Después de aquello empecé a salir con regularidad por bares oscuros, sótanos de hoteles, clubes exclusivos… Me encantaba todo eso. Los únicos comentarios que recibía sobre mi aspecto eran por mi ropa, cada vez más extravagante. Cuando hay bailarinas de burlesque cagando sobre el escenario y meando en shots, es muy difícil que te impresione una chica con un solo brazo. Todos éramos freaks y mi brazo en realidad no contribuyó a esa etiqueta. Cada vez que salía llevaba mi look un poco más allá. Labial gris, un piercing en el tabique nasal, un collar de perro, tacones con plataforma, un sujetador de tiras y un top transparente. Salir a los bares no era tanto un esparcimiento como una seña de identidad. Mi vida empezó a girar en torno a la siguiente ropa que iba a llevar, lo siguiente que iba a beber, el siguiente club al que íbamos a ir y a quién conocíamos allí para no tener que hacer cola. Ni siquiera pensaba en mi discapacidad.

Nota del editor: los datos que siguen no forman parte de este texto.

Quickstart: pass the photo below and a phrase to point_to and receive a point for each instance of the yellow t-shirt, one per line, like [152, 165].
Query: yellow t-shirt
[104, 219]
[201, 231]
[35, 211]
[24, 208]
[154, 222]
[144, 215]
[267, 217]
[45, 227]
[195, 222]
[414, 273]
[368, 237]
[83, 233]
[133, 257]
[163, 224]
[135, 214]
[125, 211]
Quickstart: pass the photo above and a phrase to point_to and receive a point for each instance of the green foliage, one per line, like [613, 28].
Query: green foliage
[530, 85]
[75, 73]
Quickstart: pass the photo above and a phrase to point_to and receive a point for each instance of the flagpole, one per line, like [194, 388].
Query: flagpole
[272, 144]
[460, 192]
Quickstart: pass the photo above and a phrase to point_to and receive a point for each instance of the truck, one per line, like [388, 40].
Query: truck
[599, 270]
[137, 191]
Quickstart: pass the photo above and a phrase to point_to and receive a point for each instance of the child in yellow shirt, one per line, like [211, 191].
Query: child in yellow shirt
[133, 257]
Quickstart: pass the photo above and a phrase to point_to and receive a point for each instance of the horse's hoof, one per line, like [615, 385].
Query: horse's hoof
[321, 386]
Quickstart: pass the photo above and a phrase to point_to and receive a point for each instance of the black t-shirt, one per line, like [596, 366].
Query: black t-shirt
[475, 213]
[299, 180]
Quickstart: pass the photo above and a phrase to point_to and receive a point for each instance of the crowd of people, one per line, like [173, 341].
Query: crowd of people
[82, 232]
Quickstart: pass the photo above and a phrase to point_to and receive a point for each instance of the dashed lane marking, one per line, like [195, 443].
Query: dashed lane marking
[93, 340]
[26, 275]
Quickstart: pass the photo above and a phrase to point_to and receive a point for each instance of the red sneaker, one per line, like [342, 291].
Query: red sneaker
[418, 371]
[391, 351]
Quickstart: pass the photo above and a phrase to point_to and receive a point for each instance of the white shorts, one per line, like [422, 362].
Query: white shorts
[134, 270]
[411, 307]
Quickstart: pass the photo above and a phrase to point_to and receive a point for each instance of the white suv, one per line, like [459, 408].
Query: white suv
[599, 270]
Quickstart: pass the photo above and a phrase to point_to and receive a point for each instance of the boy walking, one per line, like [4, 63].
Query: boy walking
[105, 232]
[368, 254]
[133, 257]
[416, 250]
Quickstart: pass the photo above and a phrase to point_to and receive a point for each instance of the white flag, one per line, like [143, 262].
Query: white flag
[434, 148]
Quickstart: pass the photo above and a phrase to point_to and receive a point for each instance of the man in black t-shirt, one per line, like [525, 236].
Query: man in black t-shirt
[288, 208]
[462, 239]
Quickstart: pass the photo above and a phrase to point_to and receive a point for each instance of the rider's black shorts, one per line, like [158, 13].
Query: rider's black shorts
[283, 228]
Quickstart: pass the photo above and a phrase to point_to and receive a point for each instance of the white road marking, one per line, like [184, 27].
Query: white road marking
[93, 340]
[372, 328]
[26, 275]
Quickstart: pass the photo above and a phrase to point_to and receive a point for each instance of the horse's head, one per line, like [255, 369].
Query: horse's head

Hoy en día prefiero salir a restaurantes y bares en lugar de a clubes, pero mi experiencia saliendo de fiesta continúa evolucionando. Todavía me gusta jugar con mi look. La gente todavía se me queda mirando. Todavía me hacen preguntas impertinentes. Pero ahora siento que tengo mayor control de las respuestas de los demás hacia mí. Hace cuatro meses empecé a llevar una prótesis biónica de última generación. De color negro y robótico, este brazo es un enorme paso adelante en comparación con mi prótesis anterior: no tiene un aspecto "normal" en absoluto. Me encanta la forma en que conjunta con mi chamarra de cuero, mis botas y mi bolso de remaches. Es el accesorio perfecto para salir de noche y quiero que la gente se fije en él. Mis compañeros de fiesta me dicen cuánto les gusta, me preguntan cómo funciona y me piden que choque los cinco o que haga cosas. Este tipo de atención no me molesta como me molestaba el modo en que los tipos de la universidad me tocaban el muñón (y probablemente me seguiría molestando). Un brazo cyborg no se ve todos los días. Con el paso del tiempo tengo más paciencia con la gente que me hace preguntas. Sé lo jodidamente cool que es mi brazo, así que probablemente yo también haría un cumplido a una persona como yo. Recitar el mismo discurso se vuelve un poco aburrido, pero me gusta informar a la gente y ver que realmente me escuchan.

Como humana, como mujer, como queer, como fan de la moda, como discapacitada y ahora también como cyborg, sé que nunca escaparé a las miradas. Vestirme y salir de fiesta es parte de quien soy y que gente al azar se me acerque viene con el paquete. Pero ahora, con mi brazo biónico y mi selección (ligeramente) más madura de lugares donde salir de noche, me siento menos vulnerable cuando sucede. Ya me he acostumbrado a que la gente se me quede mirando, pero ahora consigo que me miren el tiempo suficiente como para verme en realidad.